Posted in Orrie Hitt, pulp fiction, Vintage Sleaze Paperbacks on January 2, 2011 by vintagesleazepaperbacks

This is the last original novel Orrie Hitt published before he passed away.  He once again goes to the pet theme of an attractive, uneducated young woman who can only earn money with her good looks. Meg, the model, is a bit of a dupe — she was making good money as a fashion model but she has gained a few pounds in the wrong places, she is not rail thin as the agencies need. So she turns to modeling for magazines and doing stag films, all the while supporting her heel boyfriend who is supposedly going to college and constantly needs money, she thinks for school but he has a gambling problem and debts to settle.

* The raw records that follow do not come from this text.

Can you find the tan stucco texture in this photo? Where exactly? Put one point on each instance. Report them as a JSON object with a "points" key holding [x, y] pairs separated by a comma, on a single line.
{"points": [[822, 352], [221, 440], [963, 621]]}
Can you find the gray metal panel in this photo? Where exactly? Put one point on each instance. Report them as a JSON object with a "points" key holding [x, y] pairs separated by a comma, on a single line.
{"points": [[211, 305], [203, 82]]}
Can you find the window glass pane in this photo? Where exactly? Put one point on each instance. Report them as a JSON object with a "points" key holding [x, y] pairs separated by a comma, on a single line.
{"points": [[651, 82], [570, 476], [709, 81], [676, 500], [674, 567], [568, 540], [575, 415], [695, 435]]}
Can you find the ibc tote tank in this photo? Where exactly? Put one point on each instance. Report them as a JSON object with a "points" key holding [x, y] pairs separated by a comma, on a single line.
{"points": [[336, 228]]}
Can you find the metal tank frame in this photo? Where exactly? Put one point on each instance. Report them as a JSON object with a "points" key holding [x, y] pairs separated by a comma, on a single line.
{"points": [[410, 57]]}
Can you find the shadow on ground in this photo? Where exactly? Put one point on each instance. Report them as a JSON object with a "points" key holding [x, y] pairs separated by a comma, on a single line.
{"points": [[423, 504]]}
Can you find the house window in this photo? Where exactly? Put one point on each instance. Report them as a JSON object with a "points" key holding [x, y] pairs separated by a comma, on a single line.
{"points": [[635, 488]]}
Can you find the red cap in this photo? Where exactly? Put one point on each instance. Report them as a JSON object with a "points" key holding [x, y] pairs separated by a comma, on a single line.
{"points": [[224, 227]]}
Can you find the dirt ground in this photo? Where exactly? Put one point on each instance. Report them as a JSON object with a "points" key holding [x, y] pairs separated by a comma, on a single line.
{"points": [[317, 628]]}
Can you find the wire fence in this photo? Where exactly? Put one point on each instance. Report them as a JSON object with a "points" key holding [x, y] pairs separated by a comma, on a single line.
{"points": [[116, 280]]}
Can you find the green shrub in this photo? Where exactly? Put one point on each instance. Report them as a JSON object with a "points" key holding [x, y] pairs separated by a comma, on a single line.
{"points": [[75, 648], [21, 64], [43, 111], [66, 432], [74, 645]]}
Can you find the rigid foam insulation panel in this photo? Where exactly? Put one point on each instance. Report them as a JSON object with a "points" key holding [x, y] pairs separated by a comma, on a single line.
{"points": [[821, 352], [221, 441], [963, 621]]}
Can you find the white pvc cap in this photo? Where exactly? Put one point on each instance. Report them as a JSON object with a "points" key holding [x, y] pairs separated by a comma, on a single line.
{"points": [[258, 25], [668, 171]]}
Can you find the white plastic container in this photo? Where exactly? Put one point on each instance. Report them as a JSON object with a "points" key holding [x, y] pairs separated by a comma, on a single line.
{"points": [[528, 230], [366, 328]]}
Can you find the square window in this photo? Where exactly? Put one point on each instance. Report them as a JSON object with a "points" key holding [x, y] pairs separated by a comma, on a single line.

Hitt doesn’t explore anything new or unique here, repeating a number of past books, but, unlike his later 1960s titles, it is cohesive and straight forward — books he published after 1964 all seemed to be uneven and sloppy.

So, with this last book, we reflect on the career of Mr. Hitt: starting off with a handful of well-written novels in 1953-54, a good number of excellent novels from 1958-1960, tapering off into repetition and sloppiness from 1951-64, and a handful of badly written books from 1965-1967.

Failing health could have attributed to the decline of quality, as well as being burnt out and the demands of his publishers for trash, rather the political commentary his books from Novel and a few from Beacon had.

We wonder if there were any unpublished books left around when he died, and which books out there were stolen manuscripts published by fly-by-night companies that he got duped into, for the need of a check.